For example, calc(1px - 2 * 3em) produces the structure: 
CSSMathSum(
    CSS.px(1),
    CSSMathNegate(
        CSSMathProduct(
            2,
            CSS.em(3)
        )
    )
)

Note: The value computation process may transform different units into identical ones, simplifying the resulting expression. For example, calc(1px + 2em) as a specified value results in a CSSMathSum(CSS.px(1), CSS.em(2)), but as a computed value will give CSS.px(33) or similar (depending on the value of an em in that context).

5.5. <transform-list> and <transform-function> values

CSS <transform-list> values become CSSTransformValues in the Typed OM, while CSS <transform-function> values become CSSTransformComponents.

To normalize a <transform-list> list:

  1. Return a new CSSTransformValue whose values to iterate over are the result of mapping the normalize a <transform-function> algorithm over list.
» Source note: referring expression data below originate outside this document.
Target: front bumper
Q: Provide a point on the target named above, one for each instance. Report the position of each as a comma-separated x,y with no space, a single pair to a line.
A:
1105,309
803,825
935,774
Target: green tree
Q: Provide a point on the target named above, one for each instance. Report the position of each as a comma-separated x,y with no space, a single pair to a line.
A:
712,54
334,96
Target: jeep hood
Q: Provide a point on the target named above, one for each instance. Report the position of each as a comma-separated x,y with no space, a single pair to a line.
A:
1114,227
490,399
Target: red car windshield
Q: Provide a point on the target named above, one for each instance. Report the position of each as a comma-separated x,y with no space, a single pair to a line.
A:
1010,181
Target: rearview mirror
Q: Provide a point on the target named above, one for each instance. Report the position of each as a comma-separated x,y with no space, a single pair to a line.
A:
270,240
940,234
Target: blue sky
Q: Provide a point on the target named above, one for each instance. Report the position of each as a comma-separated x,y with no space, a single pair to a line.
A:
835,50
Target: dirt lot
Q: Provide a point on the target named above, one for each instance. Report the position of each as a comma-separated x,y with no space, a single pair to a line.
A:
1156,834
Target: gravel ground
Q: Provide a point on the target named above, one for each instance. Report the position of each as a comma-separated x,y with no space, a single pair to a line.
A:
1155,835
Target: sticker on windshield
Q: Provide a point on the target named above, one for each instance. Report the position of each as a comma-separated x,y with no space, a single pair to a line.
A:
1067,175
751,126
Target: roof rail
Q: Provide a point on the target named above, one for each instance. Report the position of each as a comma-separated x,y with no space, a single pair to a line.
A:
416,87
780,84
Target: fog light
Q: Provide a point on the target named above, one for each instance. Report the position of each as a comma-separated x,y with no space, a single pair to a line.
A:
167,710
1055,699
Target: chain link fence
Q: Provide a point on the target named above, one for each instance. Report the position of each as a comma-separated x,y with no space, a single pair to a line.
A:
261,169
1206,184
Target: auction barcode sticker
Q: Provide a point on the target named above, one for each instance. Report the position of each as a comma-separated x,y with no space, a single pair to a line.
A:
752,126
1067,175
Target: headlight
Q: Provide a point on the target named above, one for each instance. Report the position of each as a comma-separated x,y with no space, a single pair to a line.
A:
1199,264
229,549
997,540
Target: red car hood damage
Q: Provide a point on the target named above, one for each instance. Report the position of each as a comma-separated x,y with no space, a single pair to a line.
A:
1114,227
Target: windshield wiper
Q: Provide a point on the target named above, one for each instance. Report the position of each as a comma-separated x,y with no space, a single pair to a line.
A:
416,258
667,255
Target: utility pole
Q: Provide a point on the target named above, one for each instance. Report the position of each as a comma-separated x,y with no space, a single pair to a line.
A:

To normalize a <transform-function> func, perform the appropriate set of steps below, based on func:
matrix()
matrix3d()

  1. Return a new CSSMatrixComponent object, whose matrix internal slot is set to a 4x4 matrix representing the same information as func, and whose is2D internal slot is true if func is matrix(), and false otherwise.

translate()
translateX()
translateY()
translate3d()
translateZ()

  1. Return a new CSSTranslation object, whose x, y, and z internal slots are set to the normalization of the specified x/y/z offsets, or the normalization of 0px if not specified in func, and whose is2D internal slot is true if func is translate(), translateX(), or translateY(), and false otherwise.

scale()
scaleX()
scaleY()
scale3d()
scaleZ()

  1. Return a new CSSScale object, whose x, y, and z internal slots are set to the specified x/y/z scales, or to 1 if not specified in func and whose is2D internal slot is true if func is scale(), scaleX(), or scaleY(), and false otherwise.

rotate()
rotate3d()
rotateX()
rotateY()
rotateZ()

  1. Return a new CSSRotation object, whose angle internal slot is set to the normalization of the specified angle, and whose x, y, and z internal slots are set to the specified rotation axis coordinates, or the implicit axis coordinates if not specified in func and whose is2D internal slot is true if func is rotate(), and false otherwise.

skew()
skewX()
skewY()

  1. Return a new CSSSkew object, whose ax and ay internal slots are set to the normalization of the specified x and y angles, or the normalization of 0deg if not specified in func, and whose is2D internal slot is true.

perspective()

  1. Return a new CSSPerspective object, whose length internal slot is set to the normalization of the specified length and whose is2D internal slot is false.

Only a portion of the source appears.